Le projet et son succès ont-ils permis de changer les esprits? J’en suis convaincu.»
«Bertrand Piccard a surtout réussi à faire sa propre publicité»
Simon Aegerter, physicien diplômé, pilote privé et entrepreneur de Wollerau (SZ), qui a suivi le projet depuis son début.
«Bertrand Piccard et son équipe ont mis sur pied une prouesse et une merveille technique. Néanmoins, ce projet ne représente pas la voie du futur, ni en matière de vol ni en matière d’approvisionnement en énergie. Il démontre au contraire les limites du photovoltaïque. En ce qui concerne le vol, le photovoltaïque mène à une impasse. Plus un avion est gros, plus il est lourd et plus il a besoin de puissance pour se propulser. Comme il est impossible d’augmenter la lumière du soleil, il faut une surface plus grande en panneaux solaires pour obtenir plus de puissance. Mais ces installations rendent de nouveau l’aéronef plus lourd. C’est un cercle vicieux.

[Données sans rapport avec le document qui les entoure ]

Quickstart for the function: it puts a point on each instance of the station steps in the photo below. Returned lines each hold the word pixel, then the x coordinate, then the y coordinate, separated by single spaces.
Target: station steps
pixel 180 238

Solar Impulse (SI2) est la preuve que le photovoltaïque ne permet pas de fournir suffisamment d’énergie, ni pour l’aviation ni pour la technologie de pointe. Pour cela, il faut des sources d’énergie disponibles en grandes quantités, à la fois fiables et peu coûteuses. L’énergie solaire dépend de l’heure de la journée, de la saison et de la météo.
J’ai eu la chance de tester l’aéronef dans un simulateur. Mais voyant que le projet s’étalait toujours plus sur la durée, mon enthousiasme s’est quelque peu réfracté
En tant que pilote et féru de technique, je trouvais le projet intéressant; j’ai eu la chance de pouvoir tester l’aéronef dans un simulateur. Mais voyant que le projet s’étalait toujours plus sur la durée, mon enthousiasme s’est quelque peu réfracté.
Bertrand Piccard n’a pas pu apporter la preuve à son message «Le futur est propre» («Future is clean»). Il a surtout réussi à faire sa propre publicité. Il a aussi montré que, dans le pôle de recherche qu’est la Suisse, on peut trouver les moyens nécessaires si l’on s’attelle correctement à un tel projet, avec la persévérance nécessaire.» (Propos recueillis par l’ATS)
«Ce projet a permis de valider les technologies photovoltaïques dans des conditions réelles et difficiles»
Christophe Ballif, chef du laboratoire de photovoltaïque de l’EPFL, impliqué dans la genèse du projet
«Ce projet a permis de valider les technologies photovoltaïques dans des conditions réelles, parfois très difficiles, avec maintes contraintes (effets de gel, chaleurs extrêmes, etc.), qui auraient pu endommager les panneaux solaires à maints égards, en faisant lâcher les connexions électriques par exemple. Il a permis de montrer la faisabilité de l’efficacité énergétique, et ouvre la voie aux applications liées aux drones solaires.
Quant au message lié à l’avènement des technologies propres véhiculé par ce projet, il commence à passer dans le public. Les deux aventuriers ont apporté une pierre importante à ce qui constitue vraiment une révolution.»